Novas tarifas globais de Trump: como funcionam e o que acontece agora?
Novas tarifas globais e suas implicações
O presidente dos Estados Unidos, Donald Trump, anunciou recentemente que aumentará as tarifas de importação para 15%. A decisão foi divulgada em uma postagem na Truth Social, logo após a implementação de uma tarifa de 10% sobre produtos importados, com efeito imediato.
As tarifas afetam produtos que entram nos Estados Unidos de diversos países, com o objetivo de fortalecer a indústria interna e gerar empregos. No entanto, críticos alertam sobre o risco de aumento nos preços para os consumidores e possíveis repercussões negativas na economia global.
A Suprema Corte dos Estados Unidos revogou, na última sexta-feira, algumas das tarifas mais significativas impostas anteriormente. O tribunal decidiu que Trump ultrapassou sua autoridade ao utilizar poderes de emergência para implementar essas tarifas contra vários parceiros comerciais.
Por 6 votos a 3, a Corte determinou que o presidente não poderia invocar uma lei de 1977 para taxar importações de praticamente todos os países. Essa decisão deixou em aberto a possibilidade de consumidores e empresas solicitarem reembolsos dos US$ 130 bilhões gerados pelas tarifas, questão que poderá resultar em novas disputas jurídicas.
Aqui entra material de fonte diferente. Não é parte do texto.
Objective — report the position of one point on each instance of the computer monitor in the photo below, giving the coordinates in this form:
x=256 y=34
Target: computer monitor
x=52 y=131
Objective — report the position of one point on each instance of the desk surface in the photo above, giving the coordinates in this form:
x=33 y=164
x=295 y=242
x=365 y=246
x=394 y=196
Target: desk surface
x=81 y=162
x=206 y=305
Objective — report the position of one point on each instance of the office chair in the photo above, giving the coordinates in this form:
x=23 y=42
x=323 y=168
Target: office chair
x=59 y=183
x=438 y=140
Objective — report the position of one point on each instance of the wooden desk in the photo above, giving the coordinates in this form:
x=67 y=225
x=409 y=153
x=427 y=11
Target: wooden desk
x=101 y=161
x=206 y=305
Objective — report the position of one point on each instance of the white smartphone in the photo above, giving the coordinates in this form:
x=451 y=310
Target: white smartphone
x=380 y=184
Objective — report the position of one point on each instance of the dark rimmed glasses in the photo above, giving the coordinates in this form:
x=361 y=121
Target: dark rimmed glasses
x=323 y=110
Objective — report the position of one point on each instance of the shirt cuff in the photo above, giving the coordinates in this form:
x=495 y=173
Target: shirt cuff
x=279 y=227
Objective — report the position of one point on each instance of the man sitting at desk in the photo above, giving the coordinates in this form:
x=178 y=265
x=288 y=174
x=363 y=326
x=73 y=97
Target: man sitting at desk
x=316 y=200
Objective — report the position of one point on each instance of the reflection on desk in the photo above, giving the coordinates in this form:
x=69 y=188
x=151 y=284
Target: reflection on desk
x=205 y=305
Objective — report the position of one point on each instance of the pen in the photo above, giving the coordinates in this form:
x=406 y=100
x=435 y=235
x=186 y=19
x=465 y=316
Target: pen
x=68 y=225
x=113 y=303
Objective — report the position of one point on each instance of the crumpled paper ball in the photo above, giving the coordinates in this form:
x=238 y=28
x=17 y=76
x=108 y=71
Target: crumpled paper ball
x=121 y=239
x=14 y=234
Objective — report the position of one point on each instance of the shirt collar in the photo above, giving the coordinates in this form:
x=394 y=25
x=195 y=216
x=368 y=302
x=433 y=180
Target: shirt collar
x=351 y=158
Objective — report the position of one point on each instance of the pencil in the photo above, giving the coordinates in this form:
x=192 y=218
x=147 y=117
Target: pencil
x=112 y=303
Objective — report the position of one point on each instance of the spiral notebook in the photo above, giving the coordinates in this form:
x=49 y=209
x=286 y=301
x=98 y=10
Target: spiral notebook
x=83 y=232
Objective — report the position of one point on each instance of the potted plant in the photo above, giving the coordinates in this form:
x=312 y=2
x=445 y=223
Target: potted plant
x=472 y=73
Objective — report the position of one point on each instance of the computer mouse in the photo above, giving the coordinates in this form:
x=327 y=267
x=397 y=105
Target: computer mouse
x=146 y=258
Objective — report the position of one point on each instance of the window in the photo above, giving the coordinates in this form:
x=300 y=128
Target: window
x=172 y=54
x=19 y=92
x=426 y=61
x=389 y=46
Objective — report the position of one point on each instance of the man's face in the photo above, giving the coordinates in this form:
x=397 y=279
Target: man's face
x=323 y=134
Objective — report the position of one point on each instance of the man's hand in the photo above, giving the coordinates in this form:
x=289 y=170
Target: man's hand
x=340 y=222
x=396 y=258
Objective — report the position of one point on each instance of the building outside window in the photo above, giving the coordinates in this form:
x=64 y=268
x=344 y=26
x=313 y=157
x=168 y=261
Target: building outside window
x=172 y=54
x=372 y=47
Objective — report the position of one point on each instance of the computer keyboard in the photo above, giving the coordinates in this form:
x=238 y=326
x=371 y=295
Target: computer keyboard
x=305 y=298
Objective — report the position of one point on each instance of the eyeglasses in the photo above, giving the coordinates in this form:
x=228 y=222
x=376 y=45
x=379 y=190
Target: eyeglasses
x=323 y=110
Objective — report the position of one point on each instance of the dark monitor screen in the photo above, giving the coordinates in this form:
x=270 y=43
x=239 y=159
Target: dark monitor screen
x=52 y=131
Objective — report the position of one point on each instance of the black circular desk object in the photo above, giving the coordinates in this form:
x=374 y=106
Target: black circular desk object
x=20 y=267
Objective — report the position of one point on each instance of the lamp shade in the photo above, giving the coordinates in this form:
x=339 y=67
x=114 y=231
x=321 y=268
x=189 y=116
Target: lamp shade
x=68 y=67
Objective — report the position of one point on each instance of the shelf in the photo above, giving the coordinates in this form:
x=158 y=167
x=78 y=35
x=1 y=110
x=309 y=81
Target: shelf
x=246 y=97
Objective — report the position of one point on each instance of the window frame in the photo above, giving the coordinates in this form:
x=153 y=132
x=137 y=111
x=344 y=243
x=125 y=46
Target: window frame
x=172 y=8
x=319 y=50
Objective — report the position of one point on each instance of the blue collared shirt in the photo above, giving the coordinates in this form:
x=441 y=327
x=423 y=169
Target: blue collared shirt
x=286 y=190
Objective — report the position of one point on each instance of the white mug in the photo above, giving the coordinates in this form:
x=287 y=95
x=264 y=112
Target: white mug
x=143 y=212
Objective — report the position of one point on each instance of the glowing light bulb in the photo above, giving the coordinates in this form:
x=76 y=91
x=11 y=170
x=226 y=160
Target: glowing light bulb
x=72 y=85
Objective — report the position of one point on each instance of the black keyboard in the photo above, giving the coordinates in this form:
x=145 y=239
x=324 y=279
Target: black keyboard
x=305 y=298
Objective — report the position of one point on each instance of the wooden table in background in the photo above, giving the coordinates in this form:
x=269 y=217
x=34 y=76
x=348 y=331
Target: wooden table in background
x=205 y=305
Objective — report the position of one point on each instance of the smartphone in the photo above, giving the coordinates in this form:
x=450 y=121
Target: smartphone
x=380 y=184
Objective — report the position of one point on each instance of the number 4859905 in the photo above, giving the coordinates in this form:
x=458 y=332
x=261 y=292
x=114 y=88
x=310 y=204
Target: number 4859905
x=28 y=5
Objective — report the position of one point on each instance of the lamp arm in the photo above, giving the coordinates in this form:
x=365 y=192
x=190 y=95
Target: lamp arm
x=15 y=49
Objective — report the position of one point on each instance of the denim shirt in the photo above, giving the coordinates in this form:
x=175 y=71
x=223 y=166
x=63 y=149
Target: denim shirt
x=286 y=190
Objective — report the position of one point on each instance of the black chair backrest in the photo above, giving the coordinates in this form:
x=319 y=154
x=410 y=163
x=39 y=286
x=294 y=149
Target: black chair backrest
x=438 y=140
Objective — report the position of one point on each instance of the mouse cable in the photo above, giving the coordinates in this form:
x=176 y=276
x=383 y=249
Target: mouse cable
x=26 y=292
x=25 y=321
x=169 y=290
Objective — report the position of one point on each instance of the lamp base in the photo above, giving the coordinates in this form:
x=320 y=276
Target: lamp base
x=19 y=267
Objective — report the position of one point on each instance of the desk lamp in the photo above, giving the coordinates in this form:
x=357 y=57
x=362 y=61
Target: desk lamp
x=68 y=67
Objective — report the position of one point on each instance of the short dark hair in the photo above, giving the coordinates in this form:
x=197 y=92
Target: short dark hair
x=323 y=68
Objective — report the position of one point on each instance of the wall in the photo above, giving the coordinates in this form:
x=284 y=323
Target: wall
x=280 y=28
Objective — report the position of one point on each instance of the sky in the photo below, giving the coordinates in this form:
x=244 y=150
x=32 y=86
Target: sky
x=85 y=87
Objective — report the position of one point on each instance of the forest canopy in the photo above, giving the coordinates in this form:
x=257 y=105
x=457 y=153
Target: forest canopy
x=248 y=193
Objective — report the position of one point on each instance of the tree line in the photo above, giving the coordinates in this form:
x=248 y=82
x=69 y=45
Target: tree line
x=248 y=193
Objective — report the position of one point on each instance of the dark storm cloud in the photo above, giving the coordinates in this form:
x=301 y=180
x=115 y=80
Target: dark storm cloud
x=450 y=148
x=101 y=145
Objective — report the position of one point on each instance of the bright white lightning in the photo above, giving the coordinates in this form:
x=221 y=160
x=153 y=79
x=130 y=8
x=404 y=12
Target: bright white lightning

Após o julgamento, Trump anunciou a substituição das tarifas revogadas por uma nova tarifa global de 15%, amparada na Seção 122 da Lei de Comércio de 1974, que permite a imposição de tarifas temporárias.
Tarifas são impostos sobre bens importados, geralmente representando uma porcentagem do valor do produto. Por exemplo, uma tarifa de 10% sobre um item de US$ 10 adiciona US$ 1 ao custo total. As empresas que importam esses produtos pagam o imposto e podem repassar o custo aos consumidores ou reduzir as importações.
Trump argumenta que essas tarifas aumentam a arrecadação e promovem o consumo de produtos fabricados nos EUA, além de querer reduzir o déficit comercial, que representa a diferença entre importações e exportações. O presidente também utilizou as tarifas como ferramenta de pressão política.
A decisão da Suprema Corte também se refere apenas às tarifas criadas com base na IEEPA. Trump havia utilizado essa lei pela primeira vez em fevereiro de 2025 para taxar produtos da China, México e Canadá, alegando uma emergência causada pelo tráfico de fentanil.
A Corte enfatizou que cabe ao Congresso a criação de novos impostos e que a regulação pela IEEPA não abrange arrecadação de receitas. Muitas tarifas impostas no último ano não estavam relacionadas a emergências e podem continuar em vigor, como as tarifas sobre aço, alumínio e automóveis.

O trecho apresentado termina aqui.